Observability¶
How the Smartsapp backend is instrumented for tracing, metrics, and logging.
Architecture Overview¶
┌─────────────────────────────────────────────┐
│ Spring Boot App │
│ │
│ ┌──────────┐ ┌──────────┐ ┌───────────┐ │
│ │ Micrometer│ │ SLF4J + │ │ Spring │ │
│ │ Tracing │ │ Logback │ │ Actuator │ │
│ │ (OTel │ │ (JSON) │ │ /metrics │ │
│ │ bridge) │ │ │ │ /health │ │
│ └─────┬─────┘ └─────┬────┘ └─────┬─────┘ │
│ │ │ │ │
└────────┼──────────────┼──────────────┼───────┘
│ │ │
▼ ▼ ▼
OTLP Exporter Log Collector Prometheus
(Tempo/Jaeger) (Loki/ELK) Scraper
Components¶
1. Distributed Tracing¶
Stack: Micrometer Tracing + OpenTelemetry Bridge
Dependencies:
- io.micrometer:micrometer-tracing-bridge-otel — bridges Spring's Micrometer API to OTel
- io.opentelemetry:opentelemetry-exporter-otlp — exports spans via OTLP protocol
What's auto-instrumented: - Incoming HTTP requests (Spring MVC) - Outgoing HTTP requests (RestTemplate, WebClient) - JDBC queries - Kafka producer/consumer - Spring Data JPA repositories - Thread context propagation (virtual threads currently disabled — Kafka client 3.8 pins carrier threads; re-enable after upgrading to Spring Kafka 4.0+)

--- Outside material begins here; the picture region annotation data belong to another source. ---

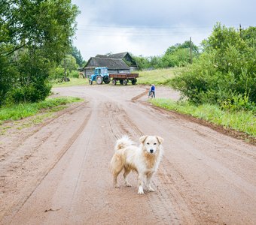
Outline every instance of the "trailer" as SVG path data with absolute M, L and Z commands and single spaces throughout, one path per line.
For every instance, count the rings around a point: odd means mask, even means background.
M 121 85 L 126 86 L 129 80 L 132 82 L 133 85 L 135 85 L 137 82 L 137 78 L 139 77 L 139 74 L 109 74 L 109 80 L 111 80 L 111 84 L 115 86 L 117 82 L 119 81 Z
M 108 74 L 108 68 L 100 67 L 96 68 L 94 74 L 90 76 L 89 80 L 89 84 L 92 85 L 93 81 L 99 85 L 103 82 L 105 83 L 109 83 L 111 82 L 113 86 L 117 84 L 119 81 L 121 85 L 126 86 L 130 80 L 133 85 L 135 85 L 137 82 L 139 74 L 130 74 L 130 73 L 120 73 L 120 74 Z

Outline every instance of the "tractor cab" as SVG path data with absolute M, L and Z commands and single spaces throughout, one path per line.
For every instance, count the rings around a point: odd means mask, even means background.
M 96 68 L 94 70 L 95 76 L 108 76 L 108 68 Z
M 105 83 L 109 83 L 110 80 L 108 74 L 108 68 L 96 68 L 94 74 L 90 76 L 89 83 L 92 85 L 93 81 L 96 81 L 97 84 L 102 84 L 103 81 Z

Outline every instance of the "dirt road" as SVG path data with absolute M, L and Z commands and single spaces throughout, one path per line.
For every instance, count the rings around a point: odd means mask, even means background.
M 85 99 L 0 136 L 1 224 L 256 224 L 256 148 L 146 103 L 145 87 L 59 88 Z M 157 97 L 178 98 L 167 88 Z M 26 124 L 23 120 L 22 124 Z M 115 140 L 165 140 L 154 193 L 112 187 Z

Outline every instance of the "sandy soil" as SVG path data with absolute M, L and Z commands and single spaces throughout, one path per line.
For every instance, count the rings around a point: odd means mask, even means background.
M 0 135 L 0 224 L 256 224 L 256 148 L 146 103 L 146 88 L 59 88 L 85 99 Z M 178 94 L 157 87 L 157 98 Z M 164 138 L 154 193 L 112 187 L 122 134 Z

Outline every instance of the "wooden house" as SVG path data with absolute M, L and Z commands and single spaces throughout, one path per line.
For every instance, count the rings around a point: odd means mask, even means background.
M 120 58 L 122 59 L 130 67 L 130 71 L 139 70 L 139 67 L 136 61 L 133 58 L 133 57 L 131 56 L 131 55 L 129 54 L 128 52 L 110 55 L 97 55 L 96 57 Z
M 130 67 L 120 58 L 91 57 L 84 67 L 84 77 L 90 78 L 98 67 L 107 67 L 109 74 L 129 73 Z

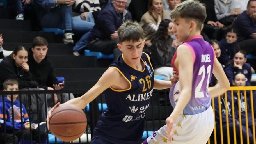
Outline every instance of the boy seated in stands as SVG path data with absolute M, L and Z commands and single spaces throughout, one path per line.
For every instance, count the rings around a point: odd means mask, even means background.
M 18 91 L 18 86 L 19 83 L 16 80 L 7 79 L 3 83 L 3 90 Z M 12 95 L 12 96 L 11 95 L 8 95 L 7 97 L 0 99 L 0 125 L 1 126 L 0 131 L 4 132 L 5 127 L 6 127 L 6 133 L 12 134 L 13 129 L 14 128 L 14 134 L 18 137 L 19 143 L 29 144 L 31 143 L 29 129 L 31 128 L 33 143 L 46 144 L 47 142 L 46 134 L 41 131 L 38 133 L 38 130 L 35 129 L 35 125 L 32 122 L 31 125 L 30 125 L 29 119 L 26 109 L 23 104 L 21 104 L 20 105 L 20 102 L 17 99 L 18 96 L 17 94 Z M 4 109 L 3 108 L 3 102 L 4 100 Z M 13 106 L 12 106 L 12 102 L 13 103 Z M 13 110 L 12 109 L 13 108 Z M 4 111 L 5 111 L 4 113 Z M 13 112 L 13 113 L 12 113 Z M 4 115 L 5 117 L 5 125 L 4 125 Z M 14 126 L 13 125 L 13 116 L 14 118 Z M 22 133 L 23 139 L 22 138 Z M 39 136 L 40 141 L 39 141 Z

Configuration (application.yml):
management.tracing:
sampling:
probability: 1.0 # Sample 100% of requests (reduce in production)
enabled: true
Connecting to a trace backend:
To send traces to Tempo, Jaeger, or any OTLP-compatible backend:
management:
otlp:
tracing:
endpoint: http://tempo.smartsapp-dev.svc.cluster.local:4318/v1/traces
Trace context in logs:
The OTel bridge automatically injects traceId and spanId into SLF4J MDC. In JSON log output, these appear as top-level fields, enabling log-to-trace correlation.

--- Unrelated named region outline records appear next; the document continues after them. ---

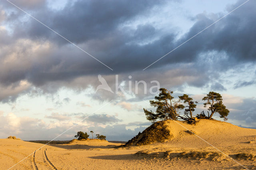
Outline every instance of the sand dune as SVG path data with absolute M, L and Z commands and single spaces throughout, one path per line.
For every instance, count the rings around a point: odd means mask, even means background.
M 13 169 L 243 169 L 239 164 L 249 169 L 256 169 L 256 130 L 204 119 L 195 126 L 177 122 L 180 125 L 172 121 L 162 123 L 166 130 L 164 133 L 170 134 L 165 142 L 153 140 L 148 145 L 134 142 L 119 148 L 113 147 L 121 144 L 89 139 L 74 140 L 66 144 L 48 145 L 34 152 L 44 145 L 0 139 L 0 167 L 7 169 L 32 154 Z M 198 136 L 188 133 L 186 128 Z M 154 134 L 149 129 L 140 134 L 136 141 L 145 137 L 143 136 L 146 135 L 145 132 L 148 135 Z M 151 139 L 154 137 L 150 136 Z

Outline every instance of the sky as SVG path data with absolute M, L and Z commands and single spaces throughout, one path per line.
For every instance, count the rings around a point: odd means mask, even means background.
M 256 127 L 255 1 L 233 11 L 246 1 L 9 1 L 0 2 L 0 138 L 51 140 L 72 127 L 55 140 L 93 130 L 128 141 L 151 124 L 143 109 L 154 110 L 158 87 L 198 101 L 194 115 L 219 93 L 228 122 Z

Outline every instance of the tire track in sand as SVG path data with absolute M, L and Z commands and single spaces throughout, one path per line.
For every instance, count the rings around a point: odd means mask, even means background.
M 56 167 L 54 165 L 53 165 L 53 164 L 52 164 L 52 163 L 51 161 L 50 161 L 49 159 L 48 159 L 48 157 L 47 157 L 47 155 L 46 154 L 46 148 L 45 149 L 45 150 L 44 150 L 44 159 L 46 160 L 46 162 L 47 162 L 48 164 L 49 164 L 50 166 L 52 168 L 52 169 L 53 169 L 54 170 L 57 170 L 57 169 L 56 168 Z
M 32 165 L 33 166 L 33 169 L 36 170 L 38 170 L 38 168 L 36 166 L 36 161 L 35 160 L 35 157 L 36 155 L 36 150 L 35 150 L 34 152 L 34 154 L 33 154 L 33 156 L 31 156 L 31 162 L 32 162 Z

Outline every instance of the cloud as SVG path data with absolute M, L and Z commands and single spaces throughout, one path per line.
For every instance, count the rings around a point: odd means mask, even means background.
M 105 119 L 106 115 L 91 117 L 93 120 L 99 118 Z M 109 120 L 109 117 L 106 118 Z M 113 117 L 110 118 L 110 119 Z M 6 138 L 12 135 L 20 138 L 23 140 L 52 140 L 75 124 L 72 121 L 67 120 L 46 123 L 43 120 L 26 117 L 18 116 L 10 113 L 7 115 L 0 115 L 0 138 Z M 109 140 L 128 141 L 142 132 L 145 126 L 150 123 L 136 122 L 127 124 L 108 125 L 105 127 L 88 125 L 82 123 L 77 124 L 73 128 L 58 137 L 56 140 L 71 140 L 79 131 L 87 132 L 93 130 L 95 134 L 100 134 L 107 136 Z M 136 126 L 134 130 L 126 129 L 126 127 Z
M 219 83 L 216 83 L 212 85 L 211 89 L 212 90 L 218 90 L 220 91 L 226 91 L 227 89 L 225 88 L 221 84 Z
M 237 82 L 235 84 L 234 89 L 236 89 L 240 87 L 246 87 L 256 83 L 256 81 L 251 80 L 249 81 L 243 81 Z
M 52 113 L 50 116 L 45 116 L 46 118 L 52 119 L 59 121 L 64 121 L 70 119 L 67 114 L 60 114 L 58 113 Z
M 138 110 L 142 110 L 142 107 L 140 106 L 138 106 L 136 104 L 132 105 L 130 103 L 126 102 L 122 102 L 117 104 L 121 106 L 123 109 L 127 110 L 128 111 L 133 111 Z
M 86 122 L 92 122 L 96 124 L 102 125 L 106 125 L 108 123 L 113 124 L 121 121 L 115 116 L 110 115 L 107 114 L 94 114 L 85 119 L 85 121 Z
M 79 101 L 76 103 L 76 105 L 79 105 L 82 107 L 92 107 L 92 106 L 90 105 L 87 105 L 83 101 Z

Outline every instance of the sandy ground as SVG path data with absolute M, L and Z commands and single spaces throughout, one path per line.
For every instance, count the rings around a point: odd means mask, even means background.
M 217 149 L 170 121 L 172 140 L 139 146 L 112 148 L 121 144 L 94 139 L 34 152 L 44 145 L 0 139 L 0 169 L 32 154 L 12 169 L 256 169 L 256 130 L 206 120 L 196 126 L 177 122 Z

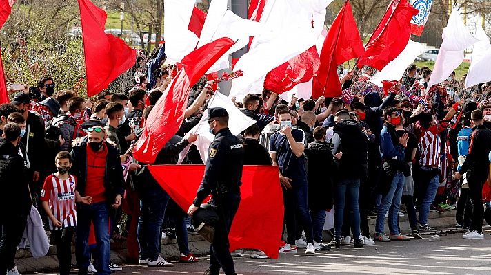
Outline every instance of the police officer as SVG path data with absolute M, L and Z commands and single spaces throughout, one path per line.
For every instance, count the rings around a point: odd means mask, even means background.
M 463 239 L 484 239 L 483 234 L 483 185 L 489 175 L 489 153 L 491 151 L 491 130 L 484 126 L 483 112 L 474 110 L 470 119 L 476 125 L 469 145 L 469 153 L 459 172 L 454 177 L 460 179 L 462 175 L 468 173 L 469 196 L 472 203 L 472 226 L 469 231 L 463 235 Z
M 216 226 L 210 247 L 210 268 L 205 274 L 235 274 L 229 251 L 228 232 L 241 201 L 243 145 L 228 129 L 228 113 L 223 108 L 210 108 L 208 124 L 215 138 L 210 145 L 205 175 L 188 214 L 192 214 L 211 193 L 220 225 Z

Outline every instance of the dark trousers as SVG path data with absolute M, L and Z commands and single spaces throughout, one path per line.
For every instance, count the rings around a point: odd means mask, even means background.
M 460 196 L 457 200 L 457 210 L 455 220 L 464 227 L 470 226 L 470 217 L 472 214 L 472 204 L 469 198 L 469 188 L 460 188 Z
M 27 216 L 16 215 L 3 219 L 0 239 L 0 272 L 4 274 L 15 266 L 15 252 L 24 234 Z
M 416 216 L 416 208 L 414 207 L 414 198 L 412 196 L 402 196 L 401 204 L 404 204 L 405 210 L 408 212 L 408 218 L 409 219 L 409 226 L 411 228 L 411 231 L 418 230 L 418 218 Z M 397 224 L 399 226 L 399 219 L 397 219 Z M 399 232 L 401 229 L 399 228 Z
M 483 232 L 483 219 L 484 219 L 484 206 L 483 206 L 483 186 L 488 178 L 489 170 L 479 168 L 468 172 L 469 184 L 469 197 L 472 204 L 472 217 L 470 231 Z M 483 169 L 484 170 L 484 169 Z
M 70 274 L 70 270 L 72 269 L 72 238 L 74 230 L 74 228 L 51 230 L 51 239 L 57 246 L 60 275 Z
M 227 194 L 214 201 L 215 210 L 220 217 L 216 226 L 213 242 L 210 247 L 210 274 L 218 274 L 220 267 L 226 274 L 235 274 L 234 260 L 230 256 L 228 233 L 241 202 L 239 194 Z
M 283 188 L 283 200 L 285 205 L 285 221 L 286 222 L 287 243 L 290 245 L 295 245 L 298 239 L 297 227 L 299 224 L 303 226 L 305 232 L 307 243 L 314 242 L 314 231 L 312 230 L 312 218 L 308 209 L 307 198 L 307 183 L 294 182 L 292 184 L 293 188 L 286 190 Z M 299 219 L 300 223 L 297 223 Z
M 79 274 L 86 274 L 90 264 L 90 250 L 88 239 L 90 232 L 90 222 L 94 224 L 94 233 L 97 243 L 98 274 L 109 275 L 109 258 L 110 245 L 109 243 L 109 211 L 106 201 L 90 205 L 79 204 L 77 210 L 77 225 L 75 238 L 75 255 L 79 265 Z
M 141 259 L 156 261 L 160 254 L 161 228 L 168 202 L 169 195 L 160 186 L 140 193 L 140 218 L 137 236 Z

Trace ID in HTTP responses:
The TraceIdFilter exposes the OTel trace ID as the X-Trace-Id response header on every HTTP response. Clients can use this to correlate a request with backend logs, spans, and downstream Kafka processing — all share the same trace ID.
2. Structured Logging¶
Stack: SLF4J + Logback + logstash-logback-encoder
Config: backend/src/main/resources/logback-spring.xml
See LOGGING.md for the full logging strategy.
JSON output fields (non-dev profiles):
{
"@timestamp": "2026-03-20T01:08:17.738Z",
"@version": "1",
"message": "School created: id=abc-123",
"logger_name": "c.s.s.m.c.school.services.SchoolService",
"level": "INFO",
"thread_name": "http-nio-8080-exec-1",
"requestId": "a1b2c3d4-e5f6-7890-abcd-ef1234567890",
"userId": "5237",
"schoolId": "6",
"userName": "[email protected]",
"traceId": "64f2b4a8e3d1...",
"spanId": "a1b2c3d4..."
}
Connecting to a log backend:
Logs go to stdout. In Kubernetes, a log collector (Loki, Fluentd, Filebeat) picks them up from container stdout automatically. No application-level config needed — the JSON format is parser-friendly.
3. Metrics & Health¶
Stack: Spring Boot Actuator + Micrometer
Exposed endpoints:
| Endpoint | Description |
|---|---|
GET /actuator/health |
Application health status |
GET /actuator/info |
Application info (git, build) |
GET /actuator/metrics |
List of available metric names |
GET /actuator/metrics/{name} |
Specific metric value |
GET /actuator/prometheus |
Prometheus-format metrics scrape endpoint |
Configuration (application.yml):
management:
endpoints:
web:
exposure:
include: health,info,metrics,prometheus
endpoint:
health:
show-details: when-authorized
metrics:
tags:
application: smartsapp-system
Connecting to Prometheus:
Add a scrape target in your Prometheus config:
scrape_configs:
- job_name: smartsapp-system
metrics_path: /actuator/prometheus
static_configs:
- targets: ['system-app:8080']
Or use Kubernetes ServiceMonitor if running the Prometheus Operator.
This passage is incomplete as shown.